Still, once I’ve got the rough draft written (a feat I hope to accomplish by the end of the year) the work has only just begun. As I’ve mentioned, my creative process doesn’t work in a lawyerly fashion. The best analogy I can come up with is that of a sculptor. After all the research, plot-note taking and writing, I have my rough draft, a lump of clay on my workbench. And so begins the revisions and rewrites and editing. I’ll carve a chunk off here, add a sliver there, reshape and reform the work Chaos-knows how many times until I have something of which I’m reasonably not ashamed. Then, maybe I’ll let a few select people take a look at it and polish/refine it further until I feel comfortable with the idea of looking for representation.
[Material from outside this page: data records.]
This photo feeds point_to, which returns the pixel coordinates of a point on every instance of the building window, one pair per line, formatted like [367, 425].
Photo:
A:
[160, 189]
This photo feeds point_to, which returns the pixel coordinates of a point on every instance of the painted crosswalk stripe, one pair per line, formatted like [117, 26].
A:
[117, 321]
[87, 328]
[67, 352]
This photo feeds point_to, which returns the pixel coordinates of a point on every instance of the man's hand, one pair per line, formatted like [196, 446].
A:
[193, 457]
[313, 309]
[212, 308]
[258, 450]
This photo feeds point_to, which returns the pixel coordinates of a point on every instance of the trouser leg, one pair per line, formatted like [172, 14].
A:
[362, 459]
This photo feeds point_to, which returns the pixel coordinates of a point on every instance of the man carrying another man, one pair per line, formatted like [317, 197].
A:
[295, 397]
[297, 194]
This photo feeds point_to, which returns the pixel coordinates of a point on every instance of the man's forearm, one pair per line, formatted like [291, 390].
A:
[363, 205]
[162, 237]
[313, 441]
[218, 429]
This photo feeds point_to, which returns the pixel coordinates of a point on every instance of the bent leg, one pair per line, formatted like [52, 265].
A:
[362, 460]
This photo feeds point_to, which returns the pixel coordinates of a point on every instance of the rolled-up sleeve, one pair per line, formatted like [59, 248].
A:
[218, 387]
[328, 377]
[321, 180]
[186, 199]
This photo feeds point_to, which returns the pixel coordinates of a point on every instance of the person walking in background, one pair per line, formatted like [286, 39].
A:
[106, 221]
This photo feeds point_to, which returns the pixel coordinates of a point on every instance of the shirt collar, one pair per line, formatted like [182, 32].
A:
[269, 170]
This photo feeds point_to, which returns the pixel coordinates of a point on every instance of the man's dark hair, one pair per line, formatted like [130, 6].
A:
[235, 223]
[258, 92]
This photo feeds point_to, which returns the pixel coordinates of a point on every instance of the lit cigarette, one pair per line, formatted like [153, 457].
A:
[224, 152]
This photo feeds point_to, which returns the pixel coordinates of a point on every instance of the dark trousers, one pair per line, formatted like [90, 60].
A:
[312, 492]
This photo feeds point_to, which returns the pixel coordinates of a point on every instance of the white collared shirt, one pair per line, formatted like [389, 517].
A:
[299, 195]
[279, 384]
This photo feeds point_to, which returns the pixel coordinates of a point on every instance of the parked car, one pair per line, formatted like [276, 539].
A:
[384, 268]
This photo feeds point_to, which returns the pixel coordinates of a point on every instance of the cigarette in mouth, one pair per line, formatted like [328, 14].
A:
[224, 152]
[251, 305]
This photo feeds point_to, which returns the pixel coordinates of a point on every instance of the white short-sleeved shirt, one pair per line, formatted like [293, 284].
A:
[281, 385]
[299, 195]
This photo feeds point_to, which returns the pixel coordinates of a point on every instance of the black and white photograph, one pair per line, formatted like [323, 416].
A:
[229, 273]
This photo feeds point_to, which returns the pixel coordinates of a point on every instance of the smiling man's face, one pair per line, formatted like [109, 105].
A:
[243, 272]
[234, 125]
Sounds like a lot of work? It is. Remember, it took me seven years the last time I made the Great Leap. But, that might be a bit misleading. In real time it was seven years, but take away working through college, taking on two jobs at once, giving myself a much-needed break from the literary toil and the like, I can say actual work time came out to be between 1.5-2 years, give or take. But I’d rather not wait that long for this one, so I’ve cleared the decks, as it were, to focus more completely on it. I’m not actively looking for new clients anymore, and have put other projects on the backburner, except for the blog, of course. I might even post novel update notes here, but in keep with the “whatever the hell I want” approach, I’m not going to make it the only subject I cover.
That’s it for now, my minions. Have a great Superbowl Sunday!